PKK’nin denetiminde ve etkisi altinda bulunan kitle ile diyalog kurabilmek için!
Iste buna ‘Sosyolojik realitenin farkinda olmak’ diyorlar.
Halka gerçekleri anlatma!
Neden?
Çünkü diyalog kuramazsin!
Peki gerçekleri anlatmadan, onlarin içinde bulunduklari karanliga isik tutmadan, onlarla diyalog içinde olsam, bunun onlara, nasil bir katkisi olacak?
Hatta, o karanligin içine girerek kendime nasil bir fayda saglayacagim?
Bilen var mi?
Üstelik bunu yapmaya çalisanlar ve buna ‘Akilli Siyaset Tarzi’ diyenler, örgüt, parti iddiasinda olan çevreler.

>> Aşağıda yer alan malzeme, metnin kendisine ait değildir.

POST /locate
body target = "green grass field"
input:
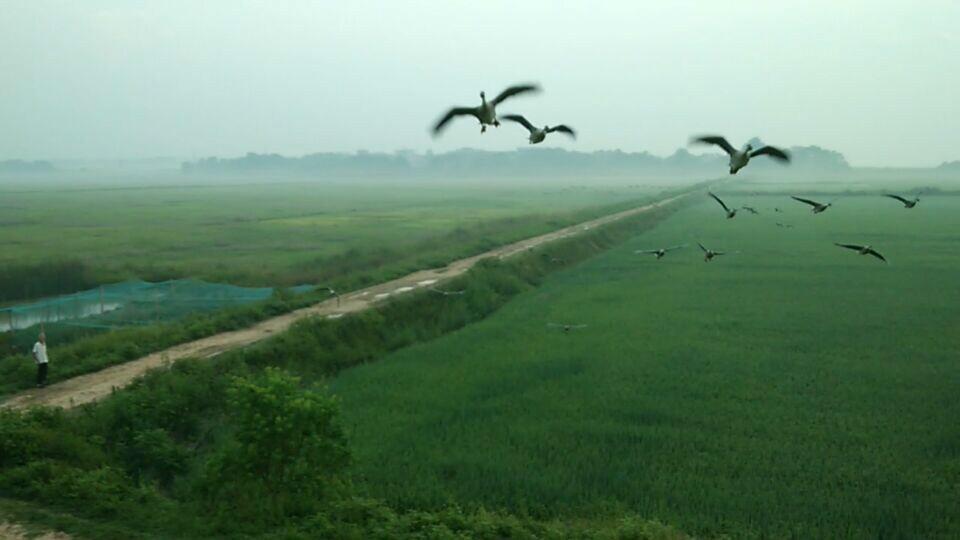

Kürtler arasinda kardeslige, diyaloga kim karsi olabilir? Bunu kim reddedebilir? Onlar bizim kardeslerimiz degil mi?
Burada durum baska!
Kürt yurtsever kitlesinin kafasi karisik, kimse ne istedigini/istendigini bilmiyor. Kürtlerin siyasal olarak en dinamik kitlesi olmalarina ragmen, en edilgen durumda tutuluyorlar. Enerjisi anlamsiz yönlendirmelerle bosa akitiliyor. Otuz milletvekili, yüz belediye baskani elleri kollari baglanmis, Kürt sorununun çözümüne iliskin katki yapamaz halde tutuluyor. Belediye baskanlari, legal parti il baskanlari ve yöneticileri illegal olusumlar içine alinarak, devletin yasal yaptirimlarina maruz birakiliyor. Devlet, sivil demokratik siyasetin öncü kadrolarini, KCK içine sokulduklari için böyle pervasizca ve kitleler halinde tutuklayabiliyor. Kültürel özerklik için yürütülen gerilla savasi ile olasi kazanimlar engelleniyor ve gelismelerin önü tikaniyor. Son KCK operasyonlarinda devletin elinin ne kadar bu isin içinde oldugunu, Kürt siyasetini (en iyimser ifade ile) nasil yönlendirdigini gördük. Kürt siyasetinin iradesinin olusmasinin, kurumlasmasinin, ulusal bir programa sahip olmasinin engellendigini düsünsel planda isgal altinda oldugunu daha iyi ifade eden KCK’den daha iyi bir örnek var mi? Bütün bunlar bilinirken, ‘Sosyolojik realitenin farkinda olmak’ tan hareketle ‘bunlari anlatmayalim, bunlari anlatinca aramizdaki diyalog imkani ortadan kalkiyor’ demek nasil ‘akilli siyaset tarzi’ oluyor ben hiç anlamiyorum.
Siyasette iddia sahibi olanlar, kendine aydin diyenler veya kendini Kürt halkina karsi sorumlu hissedenler, sadece siyaset kaygisiyla degil, ahlaki nedenler ve vicdani sorumluluklarinin geregi olarak da, Kürt halkina kurulan bu kirli tuzaklari, anlatmali ve bu ugursuz çabalara karsi güçleri yettigince mücadele etmeleri gerekir. Olabilir ki küçük marjinal bir grup olarak kalabilirsiniz, olabilir ki, tek basiniza kalabilirsiniz, olabilir ki kitleler yapilmak istenen seylerin farkinda olmadiklari için sizi tasa tutabilir. Ne gam! Yüzünüzü dönün ve tarihe bakin, orada gerçegin savunucularinin hep bu yoldan geçerek sonuca ulastiklarini göreceksiniz. Baska yol yok çünkü.